We lift over the edge of a rocky peak and I see it: a vast pool of blue surrounded by mountains. If I didn't know where we are heading I'd think it was a mirage. Not just because the reservoir is a fountain of life in an otherwise lifeless land, but it shimmers with unearthly beauty. The mountains curl around it, their red and brown jagged edges press harshly into its soft blue depths.

The window is cool as I press my fingers against it and lean forward. So perfect, so pristine…

"Breathtaking," Trey's deep voice murmurs in my ear.

My gaze flicks over to him. He's staring out the window toward the lake. He must've been talking to himself.

Or about himself. Brown eyes focused on the landscape below, a small smile on his lips, his strong jaw covered in a layer of salt and pepper gray stubble…I didn't realize real men came in such perfect packages. 

He catches me staring and somehow I manage to smile. "It is beautiful," I say into my microphone. My voice sounds foreign, tinny, as it plays back in my ears. "Haven't you seen it before?"

"Only in pictures."

The helicopter begins a slow descent. We cross over the dam, a simple earthen structure, and continue skirting the water's edge for a good fifteen minutes, arriving finally at our destination.
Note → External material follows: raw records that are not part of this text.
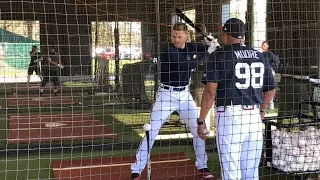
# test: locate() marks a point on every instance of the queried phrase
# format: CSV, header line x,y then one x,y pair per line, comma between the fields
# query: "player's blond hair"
x,y
180,27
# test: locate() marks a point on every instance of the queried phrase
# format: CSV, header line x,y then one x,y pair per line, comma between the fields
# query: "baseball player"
x,y
35,63
239,80
176,63
51,71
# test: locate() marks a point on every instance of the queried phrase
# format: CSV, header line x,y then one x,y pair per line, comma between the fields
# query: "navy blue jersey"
x,y
176,63
242,74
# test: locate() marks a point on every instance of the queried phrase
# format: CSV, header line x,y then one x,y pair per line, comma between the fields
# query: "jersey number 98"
x,y
249,75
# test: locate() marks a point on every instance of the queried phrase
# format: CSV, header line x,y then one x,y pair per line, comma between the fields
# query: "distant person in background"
x,y
51,71
270,56
35,63
273,61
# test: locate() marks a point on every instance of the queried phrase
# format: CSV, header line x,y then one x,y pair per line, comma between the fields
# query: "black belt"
x,y
174,88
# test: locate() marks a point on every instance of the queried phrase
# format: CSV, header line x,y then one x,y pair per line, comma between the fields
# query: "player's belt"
x,y
172,88
243,107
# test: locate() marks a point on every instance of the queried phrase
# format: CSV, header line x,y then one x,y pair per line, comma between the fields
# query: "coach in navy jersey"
x,y
239,80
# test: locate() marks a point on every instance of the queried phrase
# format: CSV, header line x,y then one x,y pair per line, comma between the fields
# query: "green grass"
x,y
112,65
30,167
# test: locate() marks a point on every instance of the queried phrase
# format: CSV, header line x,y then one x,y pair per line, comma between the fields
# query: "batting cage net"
x,y
117,89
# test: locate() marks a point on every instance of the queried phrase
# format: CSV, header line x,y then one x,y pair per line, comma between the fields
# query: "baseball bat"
x,y
149,160
188,21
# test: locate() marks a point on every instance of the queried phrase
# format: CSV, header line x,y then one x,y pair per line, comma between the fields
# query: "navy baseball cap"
x,y
234,27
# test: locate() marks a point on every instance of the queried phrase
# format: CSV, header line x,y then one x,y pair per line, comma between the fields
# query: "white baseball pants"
x,y
166,103
240,140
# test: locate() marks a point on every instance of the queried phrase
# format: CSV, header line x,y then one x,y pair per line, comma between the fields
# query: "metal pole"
x,y
156,76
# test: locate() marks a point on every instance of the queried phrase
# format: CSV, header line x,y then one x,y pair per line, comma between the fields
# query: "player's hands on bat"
x,y
262,115
37,60
60,66
202,131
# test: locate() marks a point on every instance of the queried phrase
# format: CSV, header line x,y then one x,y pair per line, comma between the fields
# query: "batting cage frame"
x,y
116,89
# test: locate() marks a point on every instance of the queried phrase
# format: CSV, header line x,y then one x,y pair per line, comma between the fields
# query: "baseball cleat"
x,y
205,173
135,176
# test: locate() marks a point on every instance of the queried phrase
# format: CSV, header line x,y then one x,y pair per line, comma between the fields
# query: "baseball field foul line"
x,y
113,165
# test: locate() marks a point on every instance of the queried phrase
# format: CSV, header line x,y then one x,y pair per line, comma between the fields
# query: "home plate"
x,y
50,127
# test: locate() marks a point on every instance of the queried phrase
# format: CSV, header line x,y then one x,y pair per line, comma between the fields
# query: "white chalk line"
x,y
114,165
61,137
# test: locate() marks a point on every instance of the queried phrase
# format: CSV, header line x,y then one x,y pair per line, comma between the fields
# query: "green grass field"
x,y
124,121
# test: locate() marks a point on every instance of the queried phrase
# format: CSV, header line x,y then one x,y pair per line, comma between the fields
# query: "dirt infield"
x,y
25,100
60,127
33,86
175,166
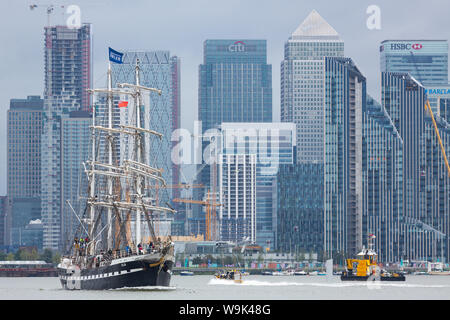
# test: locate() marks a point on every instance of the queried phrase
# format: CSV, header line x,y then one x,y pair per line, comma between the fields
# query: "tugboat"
x,y
105,254
365,268
230,275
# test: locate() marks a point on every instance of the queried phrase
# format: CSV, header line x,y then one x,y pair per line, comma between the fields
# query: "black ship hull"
x,y
131,272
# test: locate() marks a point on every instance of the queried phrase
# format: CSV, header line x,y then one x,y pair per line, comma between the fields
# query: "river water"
x,y
255,287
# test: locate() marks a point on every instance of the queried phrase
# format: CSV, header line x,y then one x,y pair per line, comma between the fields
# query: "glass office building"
x,y
76,148
302,83
382,181
300,207
424,223
235,85
273,144
68,74
344,100
25,122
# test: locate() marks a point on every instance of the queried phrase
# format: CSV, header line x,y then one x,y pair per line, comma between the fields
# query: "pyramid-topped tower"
x,y
314,26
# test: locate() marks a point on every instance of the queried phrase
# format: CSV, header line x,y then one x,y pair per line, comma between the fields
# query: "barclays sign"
x,y
438,91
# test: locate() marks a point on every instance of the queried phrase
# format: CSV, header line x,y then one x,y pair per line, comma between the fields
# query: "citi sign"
x,y
238,46
406,46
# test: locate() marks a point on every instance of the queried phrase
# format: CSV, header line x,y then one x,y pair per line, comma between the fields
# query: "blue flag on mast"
x,y
115,56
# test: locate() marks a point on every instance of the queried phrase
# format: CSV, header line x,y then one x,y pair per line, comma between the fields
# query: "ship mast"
x,y
135,169
110,150
139,148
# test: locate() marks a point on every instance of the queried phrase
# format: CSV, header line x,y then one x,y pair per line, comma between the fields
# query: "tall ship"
x,y
110,249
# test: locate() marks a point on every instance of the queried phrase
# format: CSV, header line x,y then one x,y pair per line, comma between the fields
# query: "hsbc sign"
x,y
406,46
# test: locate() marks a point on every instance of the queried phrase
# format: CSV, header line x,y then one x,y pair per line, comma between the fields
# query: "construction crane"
x,y
209,204
428,107
49,8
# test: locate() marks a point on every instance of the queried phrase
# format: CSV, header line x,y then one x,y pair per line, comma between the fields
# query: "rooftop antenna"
x,y
49,9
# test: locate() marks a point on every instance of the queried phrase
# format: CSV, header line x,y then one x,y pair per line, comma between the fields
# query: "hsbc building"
x,y
425,60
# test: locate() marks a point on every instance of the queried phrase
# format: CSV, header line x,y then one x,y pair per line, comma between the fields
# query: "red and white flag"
x,y
123,104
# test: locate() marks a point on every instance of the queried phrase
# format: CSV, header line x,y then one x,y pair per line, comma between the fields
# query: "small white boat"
x,y
300,273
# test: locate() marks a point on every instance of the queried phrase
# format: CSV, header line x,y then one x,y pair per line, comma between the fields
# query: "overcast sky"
x,y
181,26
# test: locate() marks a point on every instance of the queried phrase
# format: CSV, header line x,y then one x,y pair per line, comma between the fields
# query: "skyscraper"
x,y
424,222
302,83
303,79
382,181
75,149
273,144
235,85
25,121
67,76
345,98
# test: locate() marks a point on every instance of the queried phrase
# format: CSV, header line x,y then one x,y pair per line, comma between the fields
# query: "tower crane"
x,y
210,204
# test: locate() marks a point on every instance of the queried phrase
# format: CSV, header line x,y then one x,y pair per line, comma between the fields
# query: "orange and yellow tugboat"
x,y
230,275
365,268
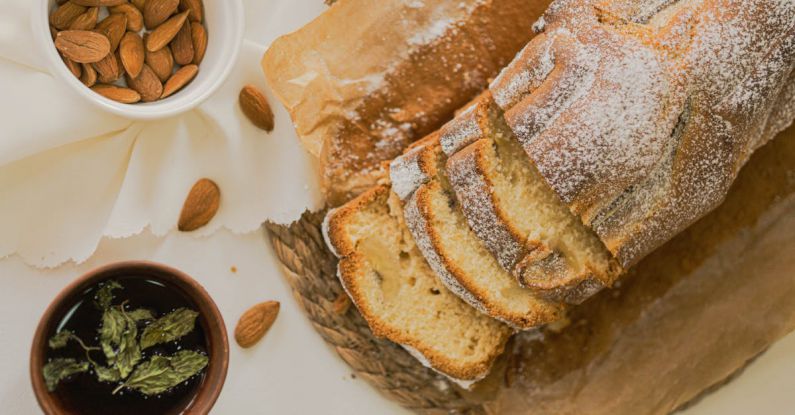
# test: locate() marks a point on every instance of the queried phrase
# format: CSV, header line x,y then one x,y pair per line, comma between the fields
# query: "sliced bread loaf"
x,y
453,251
400,297
521,220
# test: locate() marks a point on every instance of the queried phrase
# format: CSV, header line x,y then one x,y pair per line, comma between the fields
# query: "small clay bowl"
x,y
212,324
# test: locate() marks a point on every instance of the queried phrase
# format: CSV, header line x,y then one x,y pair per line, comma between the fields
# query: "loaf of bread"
x,y
368,77
399,295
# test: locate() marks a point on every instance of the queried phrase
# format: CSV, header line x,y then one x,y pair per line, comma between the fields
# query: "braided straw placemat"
x,y
311,269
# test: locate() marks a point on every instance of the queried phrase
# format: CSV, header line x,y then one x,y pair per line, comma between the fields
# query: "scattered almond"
x,y
131,52
86,21
64,15
158,11
182,45
99,3
89,75
255,322
195,7
200,206
146,83
199,37
82,46
180,78
341,304
165,33
135,19
74,67
108,69
114,27
256,108
162,62
117,93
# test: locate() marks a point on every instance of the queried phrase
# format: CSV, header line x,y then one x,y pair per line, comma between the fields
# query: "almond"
x,y
200,206
131,52
135,20
108,69
157,11
182,45
180,78
64,15
256,108
117,93
86,21
255,322
89,76
199,37
162,62
195,7
74,67
147,84
165,32
113,27
82,46
99,3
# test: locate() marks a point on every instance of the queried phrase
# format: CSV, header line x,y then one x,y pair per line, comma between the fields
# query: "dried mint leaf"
x,y
107,374
168,328
161,373
59,369
104,296
141,314
60,339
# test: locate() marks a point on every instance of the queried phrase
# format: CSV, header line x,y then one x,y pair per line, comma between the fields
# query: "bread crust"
x,y
351,267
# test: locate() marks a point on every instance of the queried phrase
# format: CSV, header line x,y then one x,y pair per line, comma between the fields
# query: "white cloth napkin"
x,y
71,174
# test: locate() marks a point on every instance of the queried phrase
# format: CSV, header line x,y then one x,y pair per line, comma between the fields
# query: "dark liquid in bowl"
x,y
84,394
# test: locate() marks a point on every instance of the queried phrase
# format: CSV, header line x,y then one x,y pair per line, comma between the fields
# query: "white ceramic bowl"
x,y
224,21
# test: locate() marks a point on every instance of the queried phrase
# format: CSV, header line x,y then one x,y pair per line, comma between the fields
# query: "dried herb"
x,y
104,296
162,373
59,369
168,328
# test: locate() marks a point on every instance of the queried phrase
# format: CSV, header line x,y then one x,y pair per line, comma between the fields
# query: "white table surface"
x,y
291,371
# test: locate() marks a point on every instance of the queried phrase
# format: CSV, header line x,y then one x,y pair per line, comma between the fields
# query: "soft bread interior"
x,y
400,296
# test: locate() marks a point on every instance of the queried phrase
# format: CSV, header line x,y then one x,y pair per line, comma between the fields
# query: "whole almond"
x,y
147,84
64,15
199,37
132,54
108,69
86,21
99,3
82,46
200,206
135,20
255,322
182,45
165,32
117,93
157,11
113,27
195,7
180,78
74,67
256,108
89,75
162,62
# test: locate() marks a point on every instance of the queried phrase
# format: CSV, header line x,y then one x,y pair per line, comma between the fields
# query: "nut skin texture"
x,y
255,323
200,206
256,108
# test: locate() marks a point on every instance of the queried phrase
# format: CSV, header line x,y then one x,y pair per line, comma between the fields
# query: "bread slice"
x,y
399,295
453,251
521,220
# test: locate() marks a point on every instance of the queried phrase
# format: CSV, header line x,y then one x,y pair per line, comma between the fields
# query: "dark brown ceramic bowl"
x,y
211,321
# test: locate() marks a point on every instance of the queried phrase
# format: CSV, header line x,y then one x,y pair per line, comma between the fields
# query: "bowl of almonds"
x,y
141,59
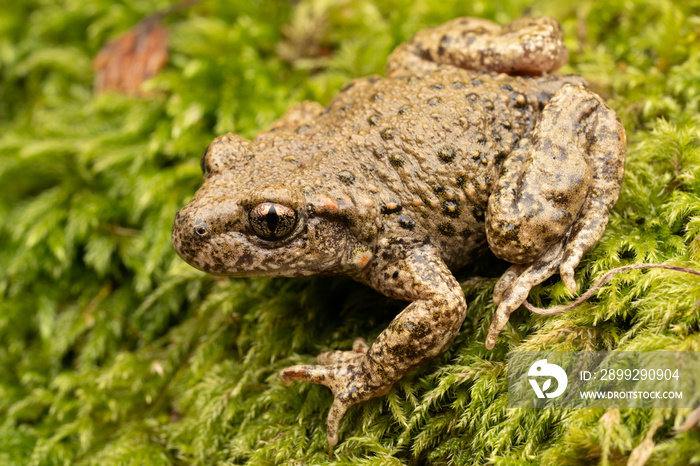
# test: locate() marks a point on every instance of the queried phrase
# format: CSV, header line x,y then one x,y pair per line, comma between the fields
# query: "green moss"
x,y
115,352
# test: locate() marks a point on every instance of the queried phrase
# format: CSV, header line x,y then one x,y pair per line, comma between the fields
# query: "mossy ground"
x,y
113,351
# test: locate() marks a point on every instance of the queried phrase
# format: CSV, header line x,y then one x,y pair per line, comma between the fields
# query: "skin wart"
x,y
468,143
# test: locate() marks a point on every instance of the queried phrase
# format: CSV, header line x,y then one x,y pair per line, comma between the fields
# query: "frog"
x,y
470,143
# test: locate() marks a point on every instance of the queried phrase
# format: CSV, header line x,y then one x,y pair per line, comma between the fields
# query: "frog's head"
x,y
251,218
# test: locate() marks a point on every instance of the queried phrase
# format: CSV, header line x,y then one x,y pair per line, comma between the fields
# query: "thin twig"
x,y
584,297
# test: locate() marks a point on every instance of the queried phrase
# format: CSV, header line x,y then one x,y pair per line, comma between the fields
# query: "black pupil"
x,y
272,219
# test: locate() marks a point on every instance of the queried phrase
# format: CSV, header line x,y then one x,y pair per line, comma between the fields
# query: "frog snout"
x,y
198,223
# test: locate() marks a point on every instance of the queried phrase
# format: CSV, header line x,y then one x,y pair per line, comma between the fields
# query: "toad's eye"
x,y
272,221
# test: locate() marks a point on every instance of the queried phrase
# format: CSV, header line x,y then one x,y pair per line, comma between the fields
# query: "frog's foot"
x,y
351,378
514,286
526,46
551,202
359,348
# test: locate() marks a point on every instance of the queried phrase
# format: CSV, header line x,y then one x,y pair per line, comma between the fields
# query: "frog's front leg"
x,y
419,333
551,202
525,46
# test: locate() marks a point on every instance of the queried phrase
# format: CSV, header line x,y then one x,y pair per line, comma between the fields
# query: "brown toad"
x,y
467,144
At least a dozen shipping containers are lined up on a patch of barren red dirt that has been leveled. Construction equipment—a large backhoe, a bulldozer, and what I think is a scraper…all looking like they rolled out of the cold war—sit idle a few hundred feet away.

Having spent my entire career as a design engineer at a consulting firm, I've never actually spent any time on a construction site. This promises to be interesting. And by interesting I mean a complete disaster.

Especially considering I took the assignment to put some air between myself and the hunk sitting across from me.

The chopper lands in a cloud of powder fine dust that refuses to settle even as the blades of the helicopter slow to a crawl.